Ein Port ist eine Nummer, über die ein bestimmter Dienst auf deinem Server erreichbar ist.
Die IP-Adresse zeigt auf den Server. Der Port zeigt auf den Dienst auf diesem Server.
Beispiel:
SSH
22
HTTP
80
HTTPS
443
Minecraft Java
25565
Teamspeak
9987
MySQL / MariaDB
3306
PostgreSQL
5432
Wenn du zum Beispiel eine Webseite betreibst, muss der Server über Port 80 und 443 erreichbar sein.
Wenn du einen Minecraft Server betreibst, muss normalerweise Port 25565 erreichbar sein.
Wann muss ich einen Port öffnen?
Du musst einen Port öffnen, wenn ein Dienst von außen erreichbar sein soll.
Typische Beispiele:
Webseite über Browser erreichbar machen
Minecraft Server erreichbar machen
API öffentlich bereitstellen
Teamspeak Server betreiben
eigene Anwendung auf einem bestimmten Port starten
Remote-Verbindung zu einem Dienst erlauben
Nicht jeder Dienst sollte öffentlich erreichbar sein. Öffne nur Ports, die du wirklich brauchst.
Wichtiger Unterschied: Dienst und Firewall
Ein offener Port allein reicht nicht aus.

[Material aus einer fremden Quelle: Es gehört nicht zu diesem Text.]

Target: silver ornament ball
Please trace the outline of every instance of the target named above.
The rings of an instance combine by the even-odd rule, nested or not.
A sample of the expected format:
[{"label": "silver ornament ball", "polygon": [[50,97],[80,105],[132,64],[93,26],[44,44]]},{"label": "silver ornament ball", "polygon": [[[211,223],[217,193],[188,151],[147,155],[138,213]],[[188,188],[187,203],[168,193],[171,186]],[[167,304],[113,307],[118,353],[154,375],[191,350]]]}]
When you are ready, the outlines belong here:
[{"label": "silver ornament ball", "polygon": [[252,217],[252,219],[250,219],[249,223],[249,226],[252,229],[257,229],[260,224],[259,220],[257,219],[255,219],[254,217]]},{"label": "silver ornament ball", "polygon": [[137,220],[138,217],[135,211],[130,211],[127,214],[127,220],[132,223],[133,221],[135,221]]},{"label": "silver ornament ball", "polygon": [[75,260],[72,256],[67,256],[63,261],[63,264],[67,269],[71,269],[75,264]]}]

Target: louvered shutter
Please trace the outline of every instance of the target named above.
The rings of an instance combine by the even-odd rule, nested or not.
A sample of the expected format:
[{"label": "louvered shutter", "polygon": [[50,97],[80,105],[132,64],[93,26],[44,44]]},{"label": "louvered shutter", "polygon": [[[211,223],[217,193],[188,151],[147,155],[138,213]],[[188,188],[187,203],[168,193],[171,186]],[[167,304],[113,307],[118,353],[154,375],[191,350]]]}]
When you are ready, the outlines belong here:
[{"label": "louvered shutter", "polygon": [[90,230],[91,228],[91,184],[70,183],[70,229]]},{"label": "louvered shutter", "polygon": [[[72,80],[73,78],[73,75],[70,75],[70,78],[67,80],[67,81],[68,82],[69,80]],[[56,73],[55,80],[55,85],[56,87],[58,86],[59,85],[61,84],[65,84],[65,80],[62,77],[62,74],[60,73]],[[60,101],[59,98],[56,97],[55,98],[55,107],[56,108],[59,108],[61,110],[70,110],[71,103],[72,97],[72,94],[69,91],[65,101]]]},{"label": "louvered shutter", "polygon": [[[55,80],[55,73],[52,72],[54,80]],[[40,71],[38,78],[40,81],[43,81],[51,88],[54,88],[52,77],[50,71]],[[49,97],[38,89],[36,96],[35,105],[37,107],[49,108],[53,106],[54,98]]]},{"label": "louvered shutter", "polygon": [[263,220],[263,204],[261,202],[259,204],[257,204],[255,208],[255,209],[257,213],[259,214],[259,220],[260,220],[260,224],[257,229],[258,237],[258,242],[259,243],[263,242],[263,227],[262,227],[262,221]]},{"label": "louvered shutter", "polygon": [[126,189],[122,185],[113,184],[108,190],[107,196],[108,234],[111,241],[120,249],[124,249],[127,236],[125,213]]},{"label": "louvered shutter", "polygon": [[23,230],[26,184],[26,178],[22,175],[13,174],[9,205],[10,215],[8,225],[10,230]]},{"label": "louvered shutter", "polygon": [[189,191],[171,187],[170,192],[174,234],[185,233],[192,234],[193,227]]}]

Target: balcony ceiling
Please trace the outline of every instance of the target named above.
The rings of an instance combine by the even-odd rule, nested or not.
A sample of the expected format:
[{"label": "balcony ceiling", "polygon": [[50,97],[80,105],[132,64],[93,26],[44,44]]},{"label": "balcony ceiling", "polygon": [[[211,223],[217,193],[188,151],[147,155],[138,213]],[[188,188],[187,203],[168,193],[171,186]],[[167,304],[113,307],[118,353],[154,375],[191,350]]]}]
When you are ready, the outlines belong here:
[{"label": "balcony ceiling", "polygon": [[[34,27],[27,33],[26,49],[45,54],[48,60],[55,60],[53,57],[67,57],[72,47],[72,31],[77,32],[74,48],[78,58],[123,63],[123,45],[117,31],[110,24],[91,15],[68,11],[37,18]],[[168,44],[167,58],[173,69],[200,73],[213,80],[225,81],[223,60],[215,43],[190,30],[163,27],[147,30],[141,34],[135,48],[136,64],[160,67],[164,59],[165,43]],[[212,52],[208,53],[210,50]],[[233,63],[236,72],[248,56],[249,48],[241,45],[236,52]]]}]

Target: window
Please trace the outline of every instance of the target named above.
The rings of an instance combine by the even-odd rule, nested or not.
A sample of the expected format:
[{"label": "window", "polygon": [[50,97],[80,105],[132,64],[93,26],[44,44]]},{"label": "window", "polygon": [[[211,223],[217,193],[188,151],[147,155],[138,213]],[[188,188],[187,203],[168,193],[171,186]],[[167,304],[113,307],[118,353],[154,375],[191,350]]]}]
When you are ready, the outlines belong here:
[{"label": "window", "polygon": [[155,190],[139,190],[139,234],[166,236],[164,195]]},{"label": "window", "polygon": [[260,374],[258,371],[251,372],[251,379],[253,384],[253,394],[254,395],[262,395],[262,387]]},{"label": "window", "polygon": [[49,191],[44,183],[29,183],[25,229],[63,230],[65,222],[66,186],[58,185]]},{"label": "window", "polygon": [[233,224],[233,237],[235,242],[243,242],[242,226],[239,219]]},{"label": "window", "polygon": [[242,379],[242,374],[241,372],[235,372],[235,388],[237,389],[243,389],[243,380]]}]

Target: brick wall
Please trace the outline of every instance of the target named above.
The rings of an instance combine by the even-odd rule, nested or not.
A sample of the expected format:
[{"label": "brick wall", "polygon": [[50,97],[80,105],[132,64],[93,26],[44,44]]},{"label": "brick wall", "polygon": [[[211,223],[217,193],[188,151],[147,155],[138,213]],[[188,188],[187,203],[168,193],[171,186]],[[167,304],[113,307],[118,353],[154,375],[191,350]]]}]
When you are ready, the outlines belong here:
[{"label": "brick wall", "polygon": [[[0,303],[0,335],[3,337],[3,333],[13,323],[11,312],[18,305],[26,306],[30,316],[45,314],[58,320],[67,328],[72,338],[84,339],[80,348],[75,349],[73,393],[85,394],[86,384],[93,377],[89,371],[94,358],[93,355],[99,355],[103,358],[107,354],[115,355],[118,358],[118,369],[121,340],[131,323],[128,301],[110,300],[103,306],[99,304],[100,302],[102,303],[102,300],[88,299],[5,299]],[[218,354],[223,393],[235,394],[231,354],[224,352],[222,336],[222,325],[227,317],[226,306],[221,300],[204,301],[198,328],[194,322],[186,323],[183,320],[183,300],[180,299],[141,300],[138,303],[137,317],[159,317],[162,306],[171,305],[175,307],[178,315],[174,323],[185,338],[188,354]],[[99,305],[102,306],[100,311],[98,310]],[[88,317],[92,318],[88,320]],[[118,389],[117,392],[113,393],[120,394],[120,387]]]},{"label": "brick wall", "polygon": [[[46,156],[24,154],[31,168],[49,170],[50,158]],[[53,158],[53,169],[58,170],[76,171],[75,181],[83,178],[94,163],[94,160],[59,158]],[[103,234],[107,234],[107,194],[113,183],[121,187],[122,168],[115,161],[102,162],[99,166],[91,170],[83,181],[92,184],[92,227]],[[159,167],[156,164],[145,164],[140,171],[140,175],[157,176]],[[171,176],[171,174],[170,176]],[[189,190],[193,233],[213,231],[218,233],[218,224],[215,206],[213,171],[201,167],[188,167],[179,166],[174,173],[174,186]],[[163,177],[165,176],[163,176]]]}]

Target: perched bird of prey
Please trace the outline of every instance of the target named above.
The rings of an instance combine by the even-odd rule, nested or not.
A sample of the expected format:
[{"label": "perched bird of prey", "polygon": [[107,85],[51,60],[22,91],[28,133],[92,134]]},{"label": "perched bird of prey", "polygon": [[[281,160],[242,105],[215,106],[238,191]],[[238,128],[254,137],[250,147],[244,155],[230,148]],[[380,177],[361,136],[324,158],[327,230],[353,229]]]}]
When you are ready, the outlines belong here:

Damit ein Port erreichbar ist, müssen zwei Dinge stimmen:
Der Dienst muss auf dem Port laufen.
Die Firewall muss Verbindungen auf diesen Port erlauben.
Beispiel:
Du öffnest Port 25565 in der Firewall, aber dein Minecraft Server läuft nicht. Dann ist der Port trotzdem nicht erreichbar.
Oder umgekehrt:
Dein Minecraft Server läuft auf Port 25565, aber die Firewall blockiert den Port. Dann können Spieler ebenfalls nicht verbinden.
Aktive Dienste und Ports anzeigen
Du kannst prüfen, welche Dienste aktuell auf deinem Server lauschen.
Nutze dafür:
ss -tulpen
Die Ausgabe zeigt aktive Ports und Prozesse.
Wichtige Spalten sind:
Local Address:Port
IP-Adresse und Port, auf dem der Dienst lauscht
Process
Prozess oder Dienst, der den Port verwendet
tcp
TCP-Verbindung
udp
UDP-Verbindung
Wenn du nur bestimmte Ports prüfen möchtest, kannst du zum Beispiel verwenden:
ss -tulpen | grep 25565
Firewall unter Linux
Viele Linux-Server verwenden eine Firewall, um Netzwerkzugriffe zu steuern.
Häufig genutzt werden:
UFW
firewalld
iptables
nftables
Auf vielen Einsteiger-Systemen ist UFW am einfachsten zu bedienen.
UFW installieren
Falls UFW noch nicht installiert ist, kannst du es installieren.
Bei Debian oder Ubuntu:
apt update
apt install ufw -y
Bei AlmaLinux oder Rocky Linux wird häufig firewalld verwendet. UFW kann dort ebenfalls installiert werden, ist aber nicht immer standardmäßig eingerichtet.
UFW Status prüfen
Prüfe zuerst, ob UFW aktiv ist:
ufw status
Mögliche Ausgaben:
Status: inactive
UFW ist deaktiviert
Status: active
UFW ist aktiv
Status: active mit Regeln
UFW ist aktiv und hat bereits Freigaben
Sehr wichtig vor dem Aktivieren von UFW
Bevor du UFW aktivierst, musst du SSH erlauben.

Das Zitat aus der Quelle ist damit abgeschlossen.